桜井日奈子さんが主演を務めるFODオリジナル連続ドラマ『ヤヌスの鏡』が、8月15日(木)24時から配信される。同ドラマで桜井さんは、厳格な家庭で育つ真面目な高校生・裕美(ヒロミ)と、凶悪な不良少女・ユミという2つの人格を持つ少女を演じます。

原作は「週刊セブンティーン」に連載されていた人気漫画。1985年に杉浦幸さん主演でドラマ化され、“ヤヌスごっこ”という遊びが生まれるなど大ブームを巻き起こした名作が、34年の時を経て再び実写化されます。二重人格、さらには“不良”という役どころに初挑戦した桜井さんに、撮影秘話と自身の二面性について語っていただきました。

――オファーが来たときの心境は?

こんなにもやりがいのある役をいただけるなんて嬉しいなと、ワクワクしました。でも、ユミは初めて挑戦するような役柄だったので、“内から滲み出る余裕”みたいなものをどれだけ表現できるのか、不安もありました。そんな中、自分なりに“強い女性”と考えて、パッと浮かんだのが菜々緒さんと沢尻エリカさん。見ている方を惹きつけられるようなキャラクターでありたいと思いながら、お2人の作品を見て参考にさせていただきました。

――34年ぶりの映像化ということに、プレッシャーはありましたか?

当時、折檻シーンを真似する“ヤヌスごっこ”が流行ったという話を聞いて、それだけ話題になるおもしろさがあったんだと思いました。ただ、前作を意識せずに“別の作品”として作りたいと聞いていたので、あえて1話しか見なかったんです。プレッシャーはありましたが、監督、スタッフ、共演者の方々を信じて、一緒に作っていけたらと思っていました。

――ヒロミとユミを演じてみて、いかがでしたか?

最初はヒロミの方がしっくりくる感覚があったのですが、ユミを演じているうちにどんどん楽しくなってきて(笑)。何もかも思い通りに手のひらで転がすような奔放さや開放感は、これまでに味わったことがなかったので、おもしろかったです。

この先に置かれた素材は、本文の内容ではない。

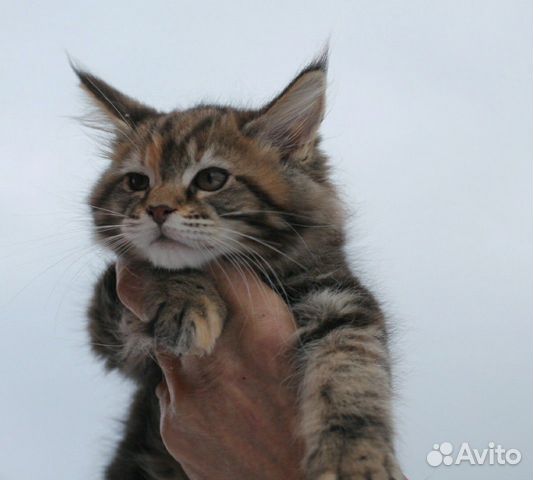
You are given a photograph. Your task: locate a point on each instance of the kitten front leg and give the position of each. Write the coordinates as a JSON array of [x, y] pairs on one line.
[[346, 391], [185, 312]]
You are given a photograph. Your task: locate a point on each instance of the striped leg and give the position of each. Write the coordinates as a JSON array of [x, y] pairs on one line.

――やはり気になるのは、国生さゆりさん演じる祖母・貴子による折檻シーンです。

ヒロミの人格が乖離してしまった原因の1つにお婆様の存在があるのですが、「これは二重人格になっちゃっても仕方ないよね」と思えるくらいに、しばかれています(笑)。そのおかげで心の底から泣くことができたので、目が腫れちゃって大変でした。折檻シーンの後は、ずっと目を冷やしていました(笑)。痛みも伴ったけれど、そうやって追い詰められていくヒロミを肌で感じたことが、ユミを演じる強さに繋がった気がします。

――演じ分けということで、意識したことは?

一番は“目”ですね。か弱いヒロミの純粋な目と、強い意志を持ったユミのキリッとした目。あとはユミを演じる時、強がっているようには見せたくなくて。腕を組むと無理に強がっているように見えてしまうので、ポケットに手を入れてみたり、立ち方に気をつけたりもしました。

――国生さんとの共演はいかがでしたか?

撮影前に、国生さんが(目をつむって)“精神統一”されているところを見てしまって……。撮影の前半は私もしっかりしなきゃと気を張っていたので、後半に入ってから気さくに写真を撮ってくださったのが、すごく嬉しかったです(笑)。折檻シーンの後に、ケガはないかと一番気にかけてくれたのも国生さんでしたし、常に「ありがとう」といろいろな方に伝えている姿が印象的で。私もこういう女優さんになりたいなと思いました。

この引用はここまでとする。